Why would government officials and politicians want to stop making money?
There is no monopoly in AI. I can name at least 10 big actors worldwide.
Technically it's a lot closer to monopsony (Sam Altman/OAI cornering 40% of the market on DRAM in a clever way for his interests that harms the rest of the world that would want to use it). I keep hoping that somehow necessity will spur China to become the mother of invention here and supply product to serve the now lopsided constrained supply given increasing demand but I just don't know how practical it will be.
AI needs data and data that comes from consumer devices.
> She said the next new factory expected to come online is being built by Micron in Idaho. The company says it will be operational in 2027
Isn't Micron stopping all consumer RAM production? So their factories won't help anyway.
Micron is exiting direct to consumer sales. That doesn't mean their chips couldn't end up in sticks or devices sold to consumers, just that the no-middleman Crucial brand is dead.
Also, even if no Micron RAM ever ended up in consumer hands, it would still reduce prices for consumers by increasing the supply to other segments of the market.
I've been ruminating on this past two years, with life before AI most of the compute staying cheap and pretty much 90% idle , we are finally getting to the point of using all of this compute. We probably will find more algorithms to improve efficiency of all the matrix computations, and with AI bubble same thing will happen that happened with telecom bubble and all the fiber optic stuff that turned out to be drastically over provisioned. Fascinating times!
I don't think any of this is "fascinating" - it is more of a racket scheme. They push the prices up. Governments failed the people here.
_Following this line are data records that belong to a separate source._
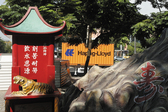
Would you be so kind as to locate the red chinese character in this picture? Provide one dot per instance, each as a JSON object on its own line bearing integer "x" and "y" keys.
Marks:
{"x": 146, "y": 83}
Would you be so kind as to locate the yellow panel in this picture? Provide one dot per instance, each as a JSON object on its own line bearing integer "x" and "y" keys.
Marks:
{"x": 103, "y": 55}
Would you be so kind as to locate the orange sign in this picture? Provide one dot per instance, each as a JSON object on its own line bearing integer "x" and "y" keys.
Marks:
{"x": 103, "y": 55}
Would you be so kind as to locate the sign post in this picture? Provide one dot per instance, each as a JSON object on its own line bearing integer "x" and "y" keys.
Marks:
{"x": 32, "y": 52}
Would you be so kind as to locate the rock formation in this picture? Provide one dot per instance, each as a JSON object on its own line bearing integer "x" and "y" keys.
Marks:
{"x": 138, "y": 84}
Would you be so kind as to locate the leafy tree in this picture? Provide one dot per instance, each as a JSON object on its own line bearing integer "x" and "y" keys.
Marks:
{"x": 149, "y": 30}
{"x": 113, "y": 17}
{"x": 155, "y": 3}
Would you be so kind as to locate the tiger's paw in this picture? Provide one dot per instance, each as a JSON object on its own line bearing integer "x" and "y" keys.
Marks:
{"x": 18, "y": 93}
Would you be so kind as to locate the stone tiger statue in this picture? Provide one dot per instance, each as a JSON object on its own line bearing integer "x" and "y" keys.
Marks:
{"x": 31, "y": 87}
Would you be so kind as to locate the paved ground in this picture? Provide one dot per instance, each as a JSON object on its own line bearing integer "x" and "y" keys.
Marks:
{"x": 2, "y": 101}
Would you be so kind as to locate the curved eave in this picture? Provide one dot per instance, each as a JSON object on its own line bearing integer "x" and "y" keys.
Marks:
{"x": 10, "y": 32}
{"x": 6, "y": 29}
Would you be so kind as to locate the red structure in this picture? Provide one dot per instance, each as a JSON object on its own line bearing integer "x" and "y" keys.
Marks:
{"x": 32, "y": 49}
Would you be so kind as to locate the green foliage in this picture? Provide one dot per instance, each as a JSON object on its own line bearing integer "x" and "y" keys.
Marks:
{"x": 149, "y": 30}
{"x": 155, "y": 3}
{"x": 114, "y": 18}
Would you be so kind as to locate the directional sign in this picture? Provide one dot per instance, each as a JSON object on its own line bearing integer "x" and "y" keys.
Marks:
{"x": 103, "y": 55}
{"x": 69, "y": 52}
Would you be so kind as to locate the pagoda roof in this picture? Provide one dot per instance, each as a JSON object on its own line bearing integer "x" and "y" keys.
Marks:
{"x": 31, "y": 23}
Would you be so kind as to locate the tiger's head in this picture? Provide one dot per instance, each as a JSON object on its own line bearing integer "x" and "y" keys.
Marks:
{"x": 19, "y": 80}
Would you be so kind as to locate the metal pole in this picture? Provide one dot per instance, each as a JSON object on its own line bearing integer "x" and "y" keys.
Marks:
{"x": 134, "y": 45}
{"x": 87, "y": 35}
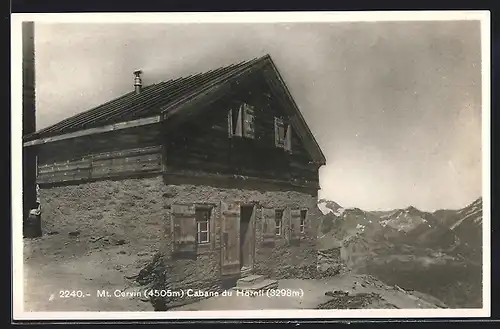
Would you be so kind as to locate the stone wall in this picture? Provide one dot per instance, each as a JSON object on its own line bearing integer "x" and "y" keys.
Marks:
{"x": 267, "y": 258}
{"x": 137, "y": 211}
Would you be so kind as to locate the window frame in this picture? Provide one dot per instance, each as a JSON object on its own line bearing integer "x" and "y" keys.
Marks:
{"x": 303, "y": 218}
{"x": 199, "y": 221}
{"x": 278, "y": 229}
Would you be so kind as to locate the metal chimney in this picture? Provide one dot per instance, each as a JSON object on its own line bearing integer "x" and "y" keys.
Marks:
{"x": 137, "y": 81}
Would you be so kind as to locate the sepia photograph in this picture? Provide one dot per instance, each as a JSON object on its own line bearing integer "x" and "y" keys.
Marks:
{"x": 247, "y": 165}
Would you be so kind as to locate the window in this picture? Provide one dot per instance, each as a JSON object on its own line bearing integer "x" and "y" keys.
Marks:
{"x": 203, "y": 225}
{"x": 241, "y": 121}
{"x": 283, "y": 134}
{"x": 278, "y": 219}
{"x": 303, "y": 215}
{"x": 279, "y": 130}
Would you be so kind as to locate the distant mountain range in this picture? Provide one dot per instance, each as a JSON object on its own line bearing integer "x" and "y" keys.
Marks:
{"x": 438, "y": 252}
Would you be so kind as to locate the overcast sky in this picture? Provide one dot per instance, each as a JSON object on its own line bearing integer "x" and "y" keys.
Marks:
{"x": 395, "y": 106}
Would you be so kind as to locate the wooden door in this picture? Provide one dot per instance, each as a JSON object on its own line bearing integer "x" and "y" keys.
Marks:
{"x": 230, "y": 239}
{"x": 295, "y": 233}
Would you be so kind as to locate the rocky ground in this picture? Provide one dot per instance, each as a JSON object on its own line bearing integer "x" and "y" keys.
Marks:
{"x": 72, "y": 261}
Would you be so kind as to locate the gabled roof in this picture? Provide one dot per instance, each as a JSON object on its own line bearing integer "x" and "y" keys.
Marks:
{"x": 164, "y": 97}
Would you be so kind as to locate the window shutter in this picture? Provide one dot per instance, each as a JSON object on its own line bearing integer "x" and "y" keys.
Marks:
{"x": 248, "y": 121}
{"x": 184, "y": 228}
{"x": 268, "y": 225}
{"x": 230, "y": 123}
{"x": 288, "y": 139}
{"x": 295, "y": 224}
{"x": 278, "y": 124}
{"x": 239, "y": 128}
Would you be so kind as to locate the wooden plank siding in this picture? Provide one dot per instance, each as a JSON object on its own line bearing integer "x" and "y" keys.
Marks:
{"x": 75, "y": 148}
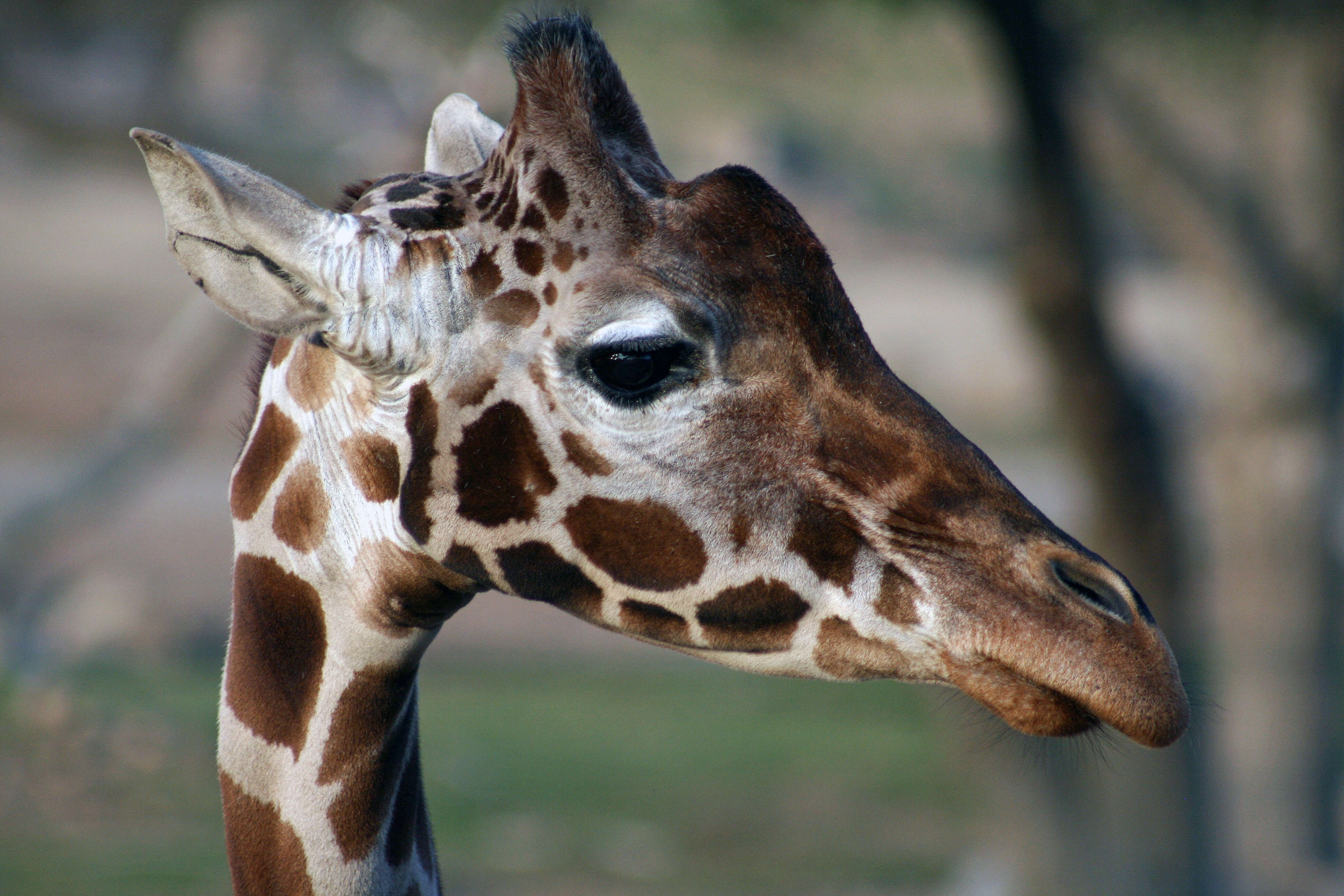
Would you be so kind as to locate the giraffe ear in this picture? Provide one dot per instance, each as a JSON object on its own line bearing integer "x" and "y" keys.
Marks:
{"x": 461, "y": 138}
{"x": 572, "y": 97}
{"x": 261, "y": 252}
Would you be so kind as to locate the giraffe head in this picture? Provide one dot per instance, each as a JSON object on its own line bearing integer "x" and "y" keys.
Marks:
{"x": 650, "y": 403}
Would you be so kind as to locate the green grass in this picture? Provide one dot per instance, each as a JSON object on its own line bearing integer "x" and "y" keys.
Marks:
{"x": 556, "y": 777}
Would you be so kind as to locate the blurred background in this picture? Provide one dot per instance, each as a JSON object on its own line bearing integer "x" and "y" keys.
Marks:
{"x": 1105, "y": 240}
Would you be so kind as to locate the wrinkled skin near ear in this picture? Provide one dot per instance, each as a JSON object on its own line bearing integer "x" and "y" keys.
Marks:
{"x": 254, "y": 246}
{"x": 281, "y": 265}
{"x": 461, "y": 138}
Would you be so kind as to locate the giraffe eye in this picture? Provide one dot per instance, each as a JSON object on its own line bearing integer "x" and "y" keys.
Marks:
{"x": 634, "y": 371}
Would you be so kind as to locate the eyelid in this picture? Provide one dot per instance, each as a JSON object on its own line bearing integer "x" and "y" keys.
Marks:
{"x": 632, "y": 331}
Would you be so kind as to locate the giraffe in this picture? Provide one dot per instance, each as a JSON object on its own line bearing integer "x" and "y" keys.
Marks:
{"x": 548, "y": 367}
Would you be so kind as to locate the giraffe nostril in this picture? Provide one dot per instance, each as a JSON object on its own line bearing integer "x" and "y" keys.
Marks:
{"x": 1093, "y": 590}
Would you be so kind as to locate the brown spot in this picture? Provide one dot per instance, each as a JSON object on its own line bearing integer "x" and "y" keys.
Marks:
{"x": 373, "y": 734}
{"x": 550, "y": 188}
{"x": 535, "y": 571}
{"x": 265, "y": 855}
{"x": 514, "y": 308}
{"x": 431, "y": 254}
{"x": 464, "y": 561}
{"x": 502, "y": 469}
{"x": 584, "y": 456}
{"x": 408, "y": 808}
{"x": 484, "y": 274}
{"x": 267, "y": 455}
{"x": 533, "y": 218}
{"x": 445, "y": 215}
{"x": 374, "y": 465}
{"x": 897, "y": 597}
{"x": 823, "y": 539}
{"x": 474, "y": 393}
{"x": 654, "y": 623}
{"x": 740, "y": 531}
{"x": 507, "y": 193}
{"x": 643, "y": 544}
{"x": 300, "y": 516}
{"x": 508, "y": 213}
{"x": 757, "y": 617}
{"x": 529, "y": 256}
{"x": 842, "y": 652}
{"x": 277, "y": 644}
{"x": 362, "y": 397}
{"x": 280, "y": 350}
{"x": 402, "y": 591}
{"x": 407, "y": 191}
{"x": 422, "y": 426}
{"x": 564, "y": 256}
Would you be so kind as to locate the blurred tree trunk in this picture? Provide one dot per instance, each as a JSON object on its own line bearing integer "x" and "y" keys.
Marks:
{"x": 1143, "y": 831}
{"x": 1273, "y": 238}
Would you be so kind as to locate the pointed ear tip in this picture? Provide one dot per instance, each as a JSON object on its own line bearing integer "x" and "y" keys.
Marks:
{"x": 152, "y": 139}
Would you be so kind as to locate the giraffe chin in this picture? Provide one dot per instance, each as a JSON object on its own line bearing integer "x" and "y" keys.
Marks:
{"x": 1039, "y": 710}
{"x": 1029, "y": 707}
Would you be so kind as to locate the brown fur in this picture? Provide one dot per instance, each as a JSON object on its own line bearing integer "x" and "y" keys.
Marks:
{"x": 300, "y": 518}
{"x": 502, "y": 471}
{"x": 897, "y": 597}
{"x": 374, "y": 464}
{"x": 529, "y": 256}
{"x": 827, "y": 541}
{"x": 402, "y": 591}
{"x": 484, "y": 274}
{"x": 758, "y": 617}
{"x": 464, "y": 561}
{"x": 265, "y": 855}
{"x": 271, "y": 448}
{"x": 535, "y": 571}
{"x": 515, "y": 308}
{"x": 422, "y": 428}
{"x": 276, "y": 649}
{"x": 474, "y": 391}
{"x": 581, "y": 453}
{"x": 550, "y": 188}
{"x": 643, "y": 544}
{"x": 844, "y": 653}
{"x": 655, "y": 623}
{"x": 372, "y": 737}
{"x": 564, "y": 256}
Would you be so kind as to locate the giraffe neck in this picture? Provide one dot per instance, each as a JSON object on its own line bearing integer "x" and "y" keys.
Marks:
{"x": 333, "y": 608}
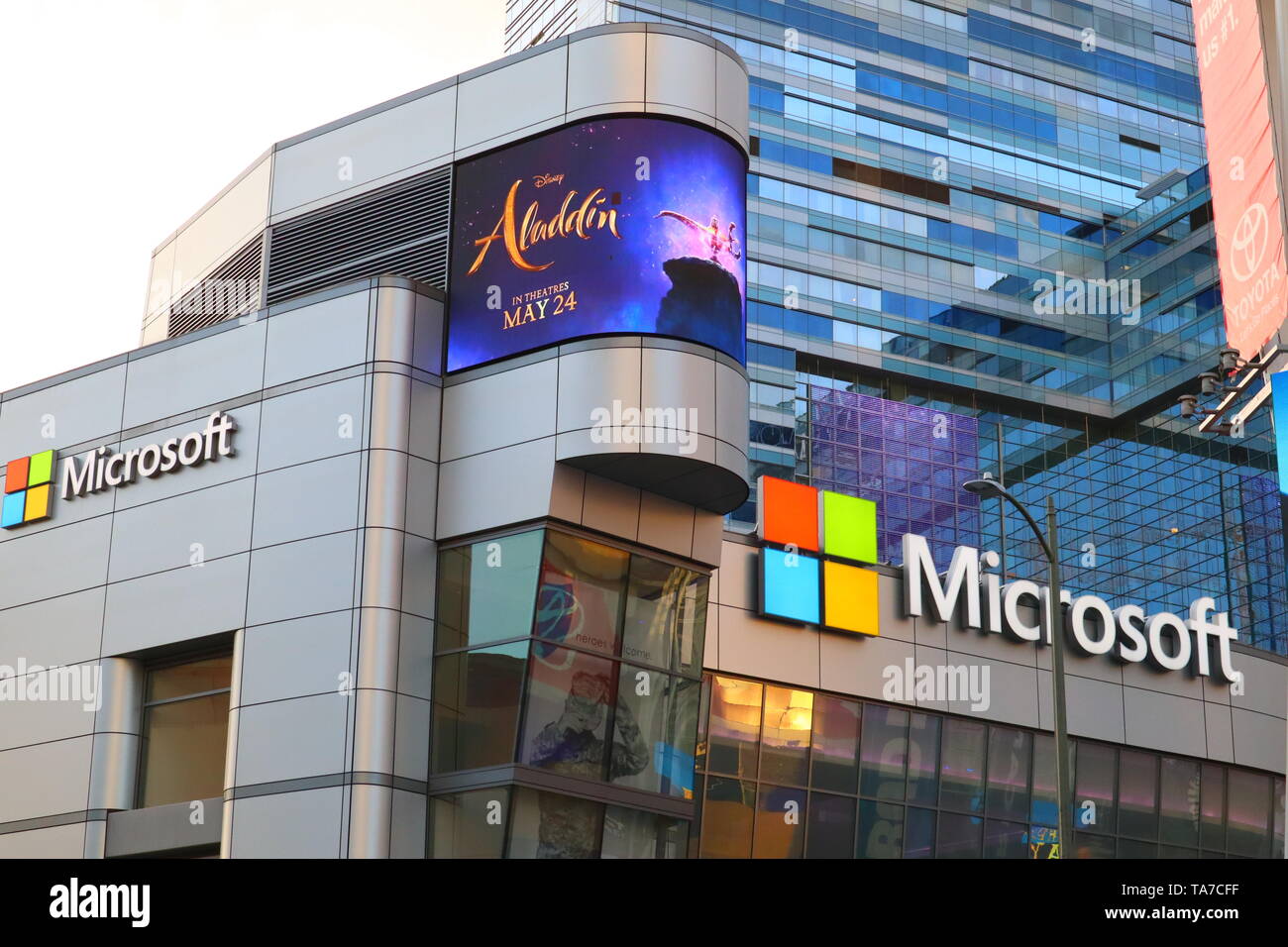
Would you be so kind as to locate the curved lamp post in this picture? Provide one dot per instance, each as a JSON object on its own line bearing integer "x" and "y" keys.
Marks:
{"x": 992, "y": 488}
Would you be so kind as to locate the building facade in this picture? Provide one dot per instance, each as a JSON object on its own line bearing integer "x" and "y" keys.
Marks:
{"x": 334, "y": 581}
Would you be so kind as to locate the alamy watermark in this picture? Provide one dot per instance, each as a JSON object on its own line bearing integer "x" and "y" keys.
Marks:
{"x": 81, "y": 684}
{"x": 649, "y": 425}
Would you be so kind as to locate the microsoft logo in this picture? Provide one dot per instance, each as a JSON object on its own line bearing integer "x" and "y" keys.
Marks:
{"x": 29, "y": 483}
{"x": 806, "y": 573}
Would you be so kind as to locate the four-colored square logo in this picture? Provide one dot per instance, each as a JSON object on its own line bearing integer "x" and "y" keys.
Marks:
{"x": 29, "y": 483}
{"x": 807, "y": 571}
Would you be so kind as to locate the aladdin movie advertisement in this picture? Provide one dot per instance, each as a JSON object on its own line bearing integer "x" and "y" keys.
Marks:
{"x": 618, "y": 226}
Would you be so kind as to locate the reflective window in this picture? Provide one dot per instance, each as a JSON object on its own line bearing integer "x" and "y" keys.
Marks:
{"x": 786, "y": 738}
{"x": 1137, "y": 793}
{"x": 487, "y": 590}
{"x": 184, "y": 732}
{"x": 566, "y": 719}
{"x": 835, "y": 755}
{"x": 1009, "y": 758}
{"x": 884, "y": 753}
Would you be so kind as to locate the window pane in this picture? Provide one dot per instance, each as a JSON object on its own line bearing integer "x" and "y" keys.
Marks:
{"x": 726, "y": 817}
{"x": 918, "y": 832}
{"x": 1248, "y": 813}
{"x": 960, "y": 835}
{"x": 884, "y": 753}
{"x": 1095, "y": 777}
{"x": 636, "y": 834}
{"x": 831, "y": 826}
{"x": 1006, "y": 840}
{"x": 785, "y": 751}
{"x": 464, "y": 825}
{"x": 666, "y": 612}
{"x": 1214, "y": 806}
{"x": 546, "y": 825}
{"x": 780, "y": 822}
{"x": 194, "y": 677}
{"x": 583, "y": 587}
{"x": 485, "y": 591}
{"x": 962, "y": 768}
{"x": 1137, "y": 793}
{"x": 1009, "y": 759}
{"x": 477, "y": 706}
{"x": 1131, "y": 848}
{"x": 653, "y": 732}
{"x": 1179, "y": 802}
{"x": 880, "y": 828}
{"x": 1044, "y": 809}
{"x": 566, "y": 723}
{"x": 734, "y": 725}
{"x": 835, "y": 761}
{"x": 183, "y": 750}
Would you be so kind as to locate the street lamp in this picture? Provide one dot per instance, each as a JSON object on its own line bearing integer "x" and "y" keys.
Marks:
{"x": 1048, "y": 543}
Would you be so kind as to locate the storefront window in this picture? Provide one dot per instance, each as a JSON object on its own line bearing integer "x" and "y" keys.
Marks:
{"x": 487, "y": 590}
{"x": 1095, "y": 777}
{"x": 884, "y": 759}
{"x": 655, "y": 725}
{"x": 477, "y": 706}
{"x": 1010, "y": 754}
{"x": 581, "y": 594}
{"x": 789, "y": 719}
{"x": 835, "y": 741}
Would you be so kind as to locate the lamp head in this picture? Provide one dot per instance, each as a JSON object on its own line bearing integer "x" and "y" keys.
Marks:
{"x": 984, "y": 487}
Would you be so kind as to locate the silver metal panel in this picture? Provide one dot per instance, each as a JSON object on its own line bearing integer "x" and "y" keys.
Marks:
{"x": 307, "y": 500}
{"x": 681, "y": 77}
{"x": 54, "y": 562}
{"x": 494, "y": 488}
{"x": 593, "y": 380}
{"x": 314, "y": 339}
{"x": 500, "y": 105}
{"x": 297, "y": 579}
{"x": 54, "y": 780}
{"x": 72, "y": 412}
{"x": 241, "y": 464}
{"x": 666, "y": 525}
{"x": 1258, "y": 740}
{"x": 1164, "y": 722}
{"x": 187, "y": 530}
{"x": 519, "y": 406}
{"x": 295, "y": 659}
{"x": 610, "y": 506}
{"x": 415, "y": 656}
{"x": 58, "y": 841}
{"x": 605, "y": 72}
{"x": 313, "y": 423}
{"x": 176, "y": 605}
{"x": 288, "y": 740}
{"x": 25, "y": 631}
{"x": 204, "y": 372}
{"x": 290, "y": 825}
{"x": 376, "y": 149}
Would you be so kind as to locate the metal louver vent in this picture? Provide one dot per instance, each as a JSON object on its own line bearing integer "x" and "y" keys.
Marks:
{"x": 399, "y": 230}
{"x": 227, "y": 292}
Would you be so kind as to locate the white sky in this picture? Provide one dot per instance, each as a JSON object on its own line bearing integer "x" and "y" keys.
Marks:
{"x": 121, "y": 119}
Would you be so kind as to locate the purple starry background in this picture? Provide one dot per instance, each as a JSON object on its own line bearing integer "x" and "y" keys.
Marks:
{"x": 618, "y": 282}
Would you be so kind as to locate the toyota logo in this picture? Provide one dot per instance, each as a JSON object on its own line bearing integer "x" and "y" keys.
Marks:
{"x": 1248, "y": 244}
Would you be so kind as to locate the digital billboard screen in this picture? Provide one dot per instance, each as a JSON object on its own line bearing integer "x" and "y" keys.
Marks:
{"x": 617, "y": 226}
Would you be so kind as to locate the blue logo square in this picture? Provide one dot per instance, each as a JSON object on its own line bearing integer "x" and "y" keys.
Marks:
{"x": 789, "y": 591}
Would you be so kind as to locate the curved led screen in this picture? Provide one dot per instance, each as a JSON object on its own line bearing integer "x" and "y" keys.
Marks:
{"x": 617, "y": 226}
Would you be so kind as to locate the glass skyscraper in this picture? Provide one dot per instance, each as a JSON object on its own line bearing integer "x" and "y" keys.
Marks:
{"x": 980, "y": 240}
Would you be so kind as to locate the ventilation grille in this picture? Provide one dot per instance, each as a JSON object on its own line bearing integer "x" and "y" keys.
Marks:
{"x": 399, "y": 230}
{"x": 230, "y": 291}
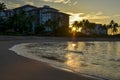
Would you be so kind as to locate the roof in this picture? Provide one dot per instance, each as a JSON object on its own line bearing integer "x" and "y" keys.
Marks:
{"x": 48, "y": 7}
{"x": 57, "y": 12}
{"x": 26, "y": 6}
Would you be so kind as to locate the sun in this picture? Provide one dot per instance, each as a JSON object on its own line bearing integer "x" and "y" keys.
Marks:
{"x": 75, "y": 17}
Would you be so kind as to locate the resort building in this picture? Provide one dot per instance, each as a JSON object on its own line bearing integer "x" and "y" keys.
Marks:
{"x": 41, "y": 15}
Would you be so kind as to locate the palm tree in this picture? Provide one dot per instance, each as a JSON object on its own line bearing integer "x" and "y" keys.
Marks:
{"x": 2, "y": 6}
{"x": 113, "y": 26}
{"x": 76, "y": 25}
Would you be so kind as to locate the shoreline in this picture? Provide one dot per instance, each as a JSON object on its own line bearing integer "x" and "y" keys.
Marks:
{"x": 9, "y": 38}
{"x": 18, "y": 50}
{"x": 14, "y": 67}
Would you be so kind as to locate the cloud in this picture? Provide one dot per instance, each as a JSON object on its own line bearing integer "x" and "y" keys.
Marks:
{"x": 97, "y": 17}
{"x": 28, "y": 2}
{"x": 58, "y": 1}
{"x": 74, "y": 16}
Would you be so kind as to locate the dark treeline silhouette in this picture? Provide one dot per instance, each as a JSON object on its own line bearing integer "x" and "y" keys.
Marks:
{"x": 93, "y": 29}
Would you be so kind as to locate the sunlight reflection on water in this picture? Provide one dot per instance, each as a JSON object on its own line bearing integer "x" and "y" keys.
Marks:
{"x": 94, "y": 58}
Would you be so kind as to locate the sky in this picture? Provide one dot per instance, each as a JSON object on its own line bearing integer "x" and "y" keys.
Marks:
{"x": 98, "y": 11}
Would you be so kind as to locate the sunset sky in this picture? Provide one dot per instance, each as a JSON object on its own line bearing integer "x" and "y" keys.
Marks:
{"x": 98, "y": 11}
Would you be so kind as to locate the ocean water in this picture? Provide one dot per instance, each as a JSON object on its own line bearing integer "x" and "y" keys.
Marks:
{"x": 98, "y": 59}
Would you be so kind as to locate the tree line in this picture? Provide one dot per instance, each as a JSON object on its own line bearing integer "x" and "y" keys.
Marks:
{"x": 86, "y": 26}
{"x": 22, "y": 24}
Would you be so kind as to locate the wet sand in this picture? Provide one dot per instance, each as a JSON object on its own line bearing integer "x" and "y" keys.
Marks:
{"x": 15, "y": 67}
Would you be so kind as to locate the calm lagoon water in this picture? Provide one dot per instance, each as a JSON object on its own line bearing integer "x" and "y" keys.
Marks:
{"x": 100, "y": 59}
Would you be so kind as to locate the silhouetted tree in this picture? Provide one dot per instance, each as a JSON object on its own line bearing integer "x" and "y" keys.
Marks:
{"x": 113, "y": 25}
{"x": 2, "y": 6}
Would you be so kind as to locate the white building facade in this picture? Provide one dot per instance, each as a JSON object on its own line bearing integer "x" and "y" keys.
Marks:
{"x": 41, "y": 15}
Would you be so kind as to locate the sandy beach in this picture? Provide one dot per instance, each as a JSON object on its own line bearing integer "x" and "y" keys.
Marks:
{"x": 15, "y": 67}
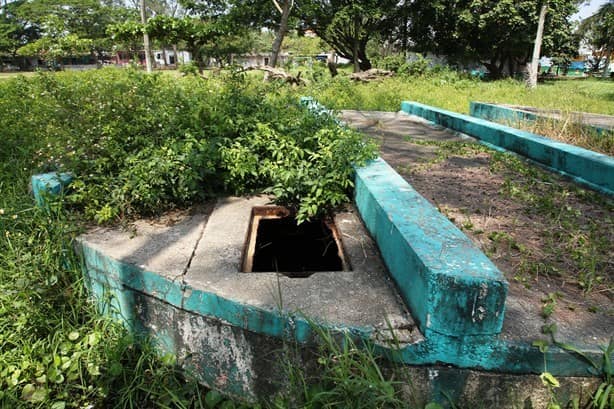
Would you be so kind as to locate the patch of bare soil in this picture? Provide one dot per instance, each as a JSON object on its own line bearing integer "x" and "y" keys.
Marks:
{"x": 543, "y": 232}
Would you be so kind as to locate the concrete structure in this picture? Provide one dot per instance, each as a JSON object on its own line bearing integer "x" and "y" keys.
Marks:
{"x": 432, "y": 303}
{"x": 586, "y": 167}
{"x": 166, "y": 57}
{"x": 512, "y": 114}
{"x": 46, "y": 184}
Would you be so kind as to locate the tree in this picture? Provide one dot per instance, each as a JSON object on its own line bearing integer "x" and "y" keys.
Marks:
{"x": 533, "y": 66}
{"x": 498, "y": 34}
{"x": 347, "y": 25}
{"x": 597, "y": 33}
{"x": 284, "y": 10}
{"x": 14, "y": 31}
{"x": 67, "y": 26}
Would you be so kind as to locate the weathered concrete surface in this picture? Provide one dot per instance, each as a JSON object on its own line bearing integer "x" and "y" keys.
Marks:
{"x": 494, "y": 112}
{"x": 522, "y": 323}
{"x": 363, "y": 297}
{"x": 587, "y": 167}
{"x": 450, "y": 285}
Isn't this more easily explained by supply-demand? Supply can't quickly scale, and so with increased demand there will be increased prices.
Well thank th FSM that the article opens right up with buy now! No thanks, I'm kind of burnt out on mindless consumerism, I'll go pot some plants or something.
I didn't see any of that.
I highly recommend disabling javascript in your browser.
Yes, it makes many sites "look funny", or maybe you have to scroll past a bunch of screen sized "faceplant" "twitverse" and "instamonetize" icons, but, there are far fewer ads (like none).
And of course some sites won't work at all. That's OK too, I just don't read them. If it's a news article, its almost always available on another site that doesn't require javascript.
I would not be able to handle that due to video streaming, web clients for things like email, etc. And some sites I trust (including HN) provide useful functionality with JS (while degrading gracefully).
But I use NoScript and it is definitely a big help.
I whole-heartedly agree with your recommendation and join in encouraging more adopters of this philosophy and practice.
Life online without javascript is just better. I've noticed an increase in sites that are useful (readable) with javascript disabled. Better than 10 years ago, when broken sites were rampant. Though there are still the lazy ones that are just blank pages without their javascript crutch.
Maybe the hardware/resource austerity that seems to be upon us now will result in people and projects refactoring, losing some glitter and glam, getting lean. We can resolve to slim down, drop a few megs of bloat, use less ram and bandwidth. It's not a problem; it's an opportunity!
In any case, Happy New Year! [alpha preview release]
Probably using reader mode by default would be less guttural experience (and you’ll have an easy fallback).